Background and purpose: The Radiological Society of North America has actively promoted artificial intelligence (AI) challenges since 2017. Algorithms emerging from the recent RSNA 2022 Cervical Spine Fracture Detection Challenge demonstrated state-of-the-art performance in the competition's data set, surpassing results from prior publications. However, their performance in real-world clinical practice is not known. As an initial step toward the goal of assessing feasibility of these models in clinical practice, we conducted a generalizability test by using one of the leading algorithms of the competition.
Materials and methods: The deep learning algorithm was selected due to its performance, portability, and ease of use, and installed locally. One hundred examinations (50 consecutive cervical spine CT scans with at least 1 fracture present and 50 consecutive negative CT scans) from a level 1 trauma center not represented in the competition data set were processed at 6.4 seconds per examination. Ground truth was established based on the radiology report with retrospective confirmation of positive fracture cases. Sensitivity, specificity, F1 score, and area under the curve were calculated.
Results: The external validation data set comprised older patients in comparison to the competition set (53.5 ± 21.8 years versus 58 ± 22.0, respectively; P < .05). Sensitivity and specificity were 86% and 70% in the external validation group and 85% and 94% in the competition group, respectively. Fractures misclassified by the convolutional neural networks frequently had features of advanced degenerative disease, subtle nondisplaced fractures not easily identified on the axial plane, and malalignment.

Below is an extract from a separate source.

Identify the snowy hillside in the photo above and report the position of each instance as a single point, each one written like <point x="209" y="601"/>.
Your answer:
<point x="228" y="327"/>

Conclusions: The model performed with a similar sensitivity on the test and external data set, suggesting that such a tool could be potentially generalizable as a triage tool in the emergency setting. Discordant factors such as age-associated comorbidities may affect accuracy and specificity of AI models when used in certain populations. Further research should be encouraged to help elucidate the potential contributions and pitfalls of these algorithms in supporting clinical care.